FactSet Insight - Commentary and research from our desk to yours

What Does Data Integration Really Mean?

Written by Pat Reilly | Jul 13, 2021

In this five-part series, FactSet’s Pat Reilly, Director of Analytics, will examine the theme of data governance and distribution through the lenses of data sourcing, integration, quality, analysis, and distribution across internal and external clients. Combined, these provide asset managers and asset owners with an overview of the key elements to be considered when constructing an efficient data governance and distribution process.

Part two takes on the theme of data integration; the full series can be downloaded here.

Data Integration - The Real Fun Begins

Once data has been properly sourced, integration begins. How do you combine datasets so they’re usable across the investment process? The first mistake that firms make is thinking that separating off-platform uses from on-platform uses is imperative. The fungibility of content between platform delivery is what separates the great aggregators and integrators from the also-rans.

Let’s start with the concept of enterprise hosting. Storing and transforming data across primary and regional datacenters allows for immediate scale and more effective operations. This should be considered via market-standard content like benchmarks, as well as through proprietary data like portfolios or composites.

How to Integrate Market Data in Four Steps

What does it take to integrate a benchmark (or other content set)? One would assume it’s easy—the market is dominated by strategies that follow the likes of the S&P 500, MSCI ACWI, and Bloomberg Barclays Global Aggregate. Taken in isolation, integration is easy, especially for top-level index figures. But pursuing holdings-based benchmark relative analysis gets complicated quickly. Fixed income benchmarks tend to have thousands of constituents. Equity benchmarks need to address corporate actions. Proper integration requires (at least) four concrete steps.

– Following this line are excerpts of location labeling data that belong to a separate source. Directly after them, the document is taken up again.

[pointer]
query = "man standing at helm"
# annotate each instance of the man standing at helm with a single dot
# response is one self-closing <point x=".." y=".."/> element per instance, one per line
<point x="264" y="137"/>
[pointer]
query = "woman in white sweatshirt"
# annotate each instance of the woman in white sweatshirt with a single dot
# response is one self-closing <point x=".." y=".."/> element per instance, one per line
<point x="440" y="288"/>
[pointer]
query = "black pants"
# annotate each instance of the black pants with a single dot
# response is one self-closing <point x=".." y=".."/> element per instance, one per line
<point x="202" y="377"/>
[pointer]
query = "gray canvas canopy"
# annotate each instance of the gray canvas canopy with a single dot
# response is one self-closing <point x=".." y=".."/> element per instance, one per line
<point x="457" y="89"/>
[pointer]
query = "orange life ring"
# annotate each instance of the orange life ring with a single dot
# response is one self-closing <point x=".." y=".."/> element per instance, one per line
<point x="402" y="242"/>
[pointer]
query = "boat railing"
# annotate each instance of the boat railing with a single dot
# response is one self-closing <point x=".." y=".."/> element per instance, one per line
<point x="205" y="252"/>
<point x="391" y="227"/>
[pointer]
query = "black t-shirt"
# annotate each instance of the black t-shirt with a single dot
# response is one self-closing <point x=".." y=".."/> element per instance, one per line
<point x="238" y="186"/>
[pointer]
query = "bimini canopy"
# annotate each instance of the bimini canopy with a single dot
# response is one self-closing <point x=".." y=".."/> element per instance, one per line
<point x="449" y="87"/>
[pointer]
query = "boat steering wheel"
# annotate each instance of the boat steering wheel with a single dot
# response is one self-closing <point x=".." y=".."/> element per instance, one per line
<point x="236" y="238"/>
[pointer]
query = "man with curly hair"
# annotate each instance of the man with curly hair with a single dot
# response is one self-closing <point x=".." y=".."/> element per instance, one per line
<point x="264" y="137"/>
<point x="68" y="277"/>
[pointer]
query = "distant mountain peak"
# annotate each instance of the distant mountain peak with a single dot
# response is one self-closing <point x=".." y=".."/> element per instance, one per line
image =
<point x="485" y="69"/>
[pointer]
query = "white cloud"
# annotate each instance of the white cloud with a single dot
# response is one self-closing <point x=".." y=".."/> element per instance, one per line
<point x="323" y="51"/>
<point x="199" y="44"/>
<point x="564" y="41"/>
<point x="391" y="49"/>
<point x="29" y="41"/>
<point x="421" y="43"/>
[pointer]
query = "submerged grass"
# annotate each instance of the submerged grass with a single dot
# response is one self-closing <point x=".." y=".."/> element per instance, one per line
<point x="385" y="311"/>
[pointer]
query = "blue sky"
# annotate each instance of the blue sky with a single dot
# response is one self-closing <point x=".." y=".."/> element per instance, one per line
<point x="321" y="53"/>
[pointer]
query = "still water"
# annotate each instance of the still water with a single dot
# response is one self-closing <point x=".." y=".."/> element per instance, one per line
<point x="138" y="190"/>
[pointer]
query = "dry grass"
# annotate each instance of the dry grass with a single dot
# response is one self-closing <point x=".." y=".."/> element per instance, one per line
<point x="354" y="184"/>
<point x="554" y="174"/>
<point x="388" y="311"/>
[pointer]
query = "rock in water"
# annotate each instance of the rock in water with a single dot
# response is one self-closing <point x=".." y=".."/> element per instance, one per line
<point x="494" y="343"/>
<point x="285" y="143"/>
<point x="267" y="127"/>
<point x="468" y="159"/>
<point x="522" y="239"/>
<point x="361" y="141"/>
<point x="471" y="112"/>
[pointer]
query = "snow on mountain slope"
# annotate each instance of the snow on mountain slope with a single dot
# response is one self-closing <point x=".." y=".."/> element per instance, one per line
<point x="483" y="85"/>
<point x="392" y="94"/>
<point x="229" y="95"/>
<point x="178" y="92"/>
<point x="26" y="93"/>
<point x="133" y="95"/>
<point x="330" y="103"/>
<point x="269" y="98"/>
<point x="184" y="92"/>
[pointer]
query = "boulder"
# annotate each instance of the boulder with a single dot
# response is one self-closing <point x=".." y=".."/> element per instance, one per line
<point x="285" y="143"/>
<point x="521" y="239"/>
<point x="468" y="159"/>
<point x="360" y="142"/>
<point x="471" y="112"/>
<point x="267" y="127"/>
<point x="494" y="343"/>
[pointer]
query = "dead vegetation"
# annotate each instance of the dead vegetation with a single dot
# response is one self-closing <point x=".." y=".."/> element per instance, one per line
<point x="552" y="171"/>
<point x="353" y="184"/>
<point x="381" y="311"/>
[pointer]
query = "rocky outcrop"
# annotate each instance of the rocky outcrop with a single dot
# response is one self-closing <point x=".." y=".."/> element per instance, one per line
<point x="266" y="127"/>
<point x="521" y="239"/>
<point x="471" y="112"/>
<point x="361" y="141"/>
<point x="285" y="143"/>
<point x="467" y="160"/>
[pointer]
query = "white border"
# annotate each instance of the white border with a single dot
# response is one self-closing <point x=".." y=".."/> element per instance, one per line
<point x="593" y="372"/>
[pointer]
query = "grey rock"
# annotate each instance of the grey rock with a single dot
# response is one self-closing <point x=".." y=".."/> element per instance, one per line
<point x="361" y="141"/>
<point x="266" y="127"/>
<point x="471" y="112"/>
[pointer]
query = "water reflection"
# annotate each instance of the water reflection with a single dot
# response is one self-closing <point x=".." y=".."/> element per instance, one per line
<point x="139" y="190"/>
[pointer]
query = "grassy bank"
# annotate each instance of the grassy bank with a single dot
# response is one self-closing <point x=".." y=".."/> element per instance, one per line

First, ensure that the basics like symbology and pricing are correct—this is a foundational competency. Expanding this foundation to encompass meta data like classifications, ratings, seniority/share class, and analytics is also essential given downstream use cases. FactSet created a proprietary schema built around an Entity ID that allows for data elements of any type to roll up to an entity and be discoverable across issue or issuer levels. This “smart” data architecture provides a consistent end-user experience, regardless of role, element, or asset class.

 

Source: FactSet

Second, understand the methodology required by each benchmark to create portability of results across platforms or delivery mechanisms. Methodology addresses settings like the market calendar in use, treatment of corporate actions in return calculations, and update frequency.

Third, ensure accuracy of inputs via quality assurance and reconciliation procedures to establish a repeatable process. Start by putting guardrails around the technology in use. Focus on input completeness, consistency, and timing for stable and reliable outputs. Quality assurance looks at daily accuracy at a security- and index-level while reconciliation might be daily deltas or other exception-based reporting. Rules-based exception testing acts as a belts-and-suspenders approach, surfacing potential issues before data elements are ever exposed to end users.

Finally, provide a level of flexibility to satisfy end-user requirements and complete the integration cycle. This may be as simple as the platform delivery decision, where success is defined as aligning on- and -off platform results. It could also extend to more complicated actions like performing currency hedging, seamlessly blending benchmark sleeves as is common in the multi-asset space, or creating custom benchmarks via the exclusion of certain groups or securities.

The Five W’s of Portfolio Integration

When the focus shifts to proprietary data such as portfolios, composites, OTC modeling terms and conditions, or meta data, it is best to start with the development of standard operating procedures. This can be simplified into five questions.

What are we integrating? Clearly defining the file set would seem obvious, however, needs change. New clients are onboarded, old clients are offloaded, current clients have shifting demands. Establishing a clear process map that allows for additions or deletions to be easily approved and executed can facilitate the integration process in a business-as-usual environment. Understanding the source data and associated gaps is essential. Custodial data is great in many cases but lacks granularity in others. Likewise, accounting data is prone to restatements (late trades, cancel-corrects, etc.) which can lead to searching for a needle in a haystack during measurement period ends.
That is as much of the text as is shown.